La scène s'est réellement déroulé de cette manière. Le concours réunissait 424 projets anonymes venus du monde entier, dont quatre avaient été sélectionnés par le jury et présentés au président. Le 25 mai 1983, François Mitterrand, se ralliant à la proposition du jury, avait effectivement retenu le projet de l'architecte danois Johan Otto von Spreckelsen (1929-1987 mort à 57 ans). Professeur à l'Académie royale des beaux-arts du Danemark, c'était un architecte inconnu, sans agence ni associé, mais qui avait séduit par la forme fétiche sur laquelle il travaillait depuis de nombreuses années, un cube ouvert pour former une grande arche.
Voilà Jean-Louis missionné pour partir à sa recherche. On découvrira le gagnant (Claes Bang) dans une scène surréaliste le montrant en train de pêcher avec sa femme dans une nudité complète. Le comédien était taillé pour ce rôle, par sa taille, le port de son unique costume... qui le place en marge de tous les autres. Il a spécialement appris le français, dont il ne connaissait que quelques rudiments et le parle parfaitement, Ave juste un léger accent.

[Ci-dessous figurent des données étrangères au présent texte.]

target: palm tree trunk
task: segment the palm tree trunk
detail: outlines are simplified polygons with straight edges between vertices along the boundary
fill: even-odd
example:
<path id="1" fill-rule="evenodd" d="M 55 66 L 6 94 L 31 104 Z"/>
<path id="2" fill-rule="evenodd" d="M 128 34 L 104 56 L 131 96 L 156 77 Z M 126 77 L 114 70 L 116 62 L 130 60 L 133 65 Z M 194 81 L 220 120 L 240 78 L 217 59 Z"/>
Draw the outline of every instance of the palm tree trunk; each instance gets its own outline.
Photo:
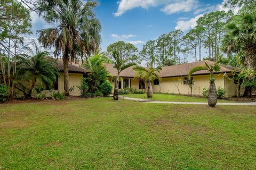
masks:
<path id="1" fill-rule="evenodd" d="M 64 67 L 64 95 L 66 96 L 69 96 L 69 90 L 68 88 L 68 56 L 65 53 L 63 58 L 63 65 Z"/>
<path id="2" fill-rule="evenodd" d="M 115 80 L 115 88 L 114 89 L 114 95 L 113 98 L 114 100 L 118 100 L 118 89 L 119 89 L 119 77 L 117 76 L 116 79 Z"/>
<path id="3" fill-rule="evenodd" d="M 214 107 L 217 103 L 217 90 L 214 80 L 210 80 L 209 94 L 208 96 L 208 105 Z"/>
<path id="4" fill-rule="evenodd" d="M 151 81 L 148 81 L 148 92 L 147 93 L 148 98 L 152 98 L 153 97 L 153 89 L 152 88 L 152 84 Z"/>

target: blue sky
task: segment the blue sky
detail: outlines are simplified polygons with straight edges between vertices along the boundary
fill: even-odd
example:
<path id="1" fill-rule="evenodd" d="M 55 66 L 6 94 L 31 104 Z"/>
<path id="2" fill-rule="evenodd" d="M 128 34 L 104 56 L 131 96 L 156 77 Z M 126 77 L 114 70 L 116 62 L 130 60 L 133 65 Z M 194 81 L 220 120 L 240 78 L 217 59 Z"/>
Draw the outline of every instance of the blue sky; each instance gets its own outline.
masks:
<path id="1" fill-rule="evenodd" d="M 102 30 L 101 48 L 118 40 L 141 49 L 144 43 L 161 34 L 180 29 L 186 32 L 204 13 L 223 8 L 223 0 L 101 0 L 95 8 Z M 224 0 L 225 1 L 225 0 Z M 32 37 L 50 26 L 32 13 Z M 192 58 L 188 58 L 191 61 Z"/>

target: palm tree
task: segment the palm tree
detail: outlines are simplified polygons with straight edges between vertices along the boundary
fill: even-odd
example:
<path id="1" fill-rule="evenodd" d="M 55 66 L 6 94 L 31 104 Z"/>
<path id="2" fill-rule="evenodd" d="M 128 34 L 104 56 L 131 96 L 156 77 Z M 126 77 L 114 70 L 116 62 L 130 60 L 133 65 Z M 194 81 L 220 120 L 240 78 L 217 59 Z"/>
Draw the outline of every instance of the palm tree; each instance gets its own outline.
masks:
<path id="1" fill-rule="evenodd" d="M 39 31 L 38 40 L 45 48 L 55 48 L 54 54 L 62 54 L 64 66 L 64 90 L 69 95 L 68 63 L 77 61 L 77 55 L 86 58 L 95 53 L 101 41 L 101 26 L 93 8 L 95 2 L 81 0 L 41 0 L 37 10 L 56 27 Z"/>
<path id="2" fill-rule="evenodd" d="M 161 78 L 158 75 L 158 73 L 162 70 L 162 67 L 158 66 L 156 68 L 153 67 L 155 62 L 155 57 L 153 57 L 150 62 L 150 67 L 145 68 L 140 66 L 135 66 L 133 70 L 137 72 L 135 75 L 135 77 L 137 78 L 145 78 L 148 83 L 148 91 L 147 95 L 148 98 L 152 98 L 153 97 L 153 89 L 152 88 L 152 81 L 157 79 L 160 81 Z"/>
<path id="3" fill-rule="evenodd" d="M 188 73 L 188 78 L 191 79 L 191 75 L 194 73 L 201 70 L 207 70 L 210 72 L 210 88 L 208 96 L 208 105 L 211 107 L 214 107 L 217 103 L 217 90 L 215 86 L 214 78 L 213 76 L 213 71 L 218 72 L 220 71 L 220 67 L 218 65 L 218 62 L 216 62 L 212 65 L 209 65 L 206 62 L 205 65 L 198 65 L 191 69 Z"/>
<path id="4" fill-rule="evenodd" d="M 256 11 L 243 12 L 230 19 L 222 40 L 222 49 L 237 53 L 240 62 L 256 71 Z"/>
<path id="5" fill-rule="evenodd" d="M 33 90 L 37 83 L 52 87 L 53 82 L 59 76 L 56 61 L 48 57 L 49 54 L 47 52 L 39 53 L 28 60 L 22 58 L 17 63 L 18 74 L 21 80 L 29 82 L 26 97 L 31 97 Z"/>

On apprend que l'architecte est un danois, qu'il a 53 ans et enseigne l'architecture. Et on saura plus tard qu'il est atypique à de multiples points de vue. Il peut rouler toute une nuit si cela lui pour éviter de prendre l'avion dont il est phobique.
Interrogé plus tard devant un parterre de journalistes sur le concept qu'il a imaginé il répond avec simplicité comme s'il s'agissait d'une évidence : Paris a de nombreux monuments qui ne se ressemblent pas. Je voulais trouver une nouvelle forme pour Paris et Paris n'a pas de cube. A propos de ses antécédents il répondra avec la même franchise avoir construit sa maison et 4 églises (que cela). On l'applaudit comme en pensant qu'il blague.
Toujours est-il que la "fantaisie" de Johan Otto Von Spreckelsen rencontre le rêve de Mitterand (fraîchement élu Président de la République) qui est de compléter les dix kilomètres de la perspective historique entre le Palais Royal et le nouveau quartier d’affaires de la Défense, lancé à l’orée des années 1960. Cette perspective est encore qualifié d'axe royal, et fut initiée par André Le Nôtre, en préfiguration de la future avenue des Champs-Élysées lorsqu'il a été chargé par Colbert en 1664 d'embellir le jardin des Tuileries.
François Mitterrand vérifiera lui-même que le cube sera bien situé sur la perspective de Le Nôtre, n'hésitant pas à traverser l'avenue à pieds, au grand dam de son service de sécurité. Il est ravi, s'exclame que c'est très beau. Cependant le couperet tombe : mais c'est bleu. L'anecdote est sans doute vraie. Il est de notoriété publique que sa couleur préférée était le rose.
Qu'à cela ne tienne, l'architecte se mettra en chasse du marbre le plus beau, celui de Carrare, en Toscane, riche en nitrates, qui brillera dans les tons roses au soleil couchant, le même que Michel-Ange avait retenu pour sa Pieta, il y a six cent ans. Il aura besoin de 3 à 4 hectares de marbre, donc 5000 tonnes. Et tant pis pour la dépense si c'est un caprice onéreux, engagé au mépris des procédures d'appel d'offres théoriquement obligatoires, au motif qu'on doit faire ce que le client veut.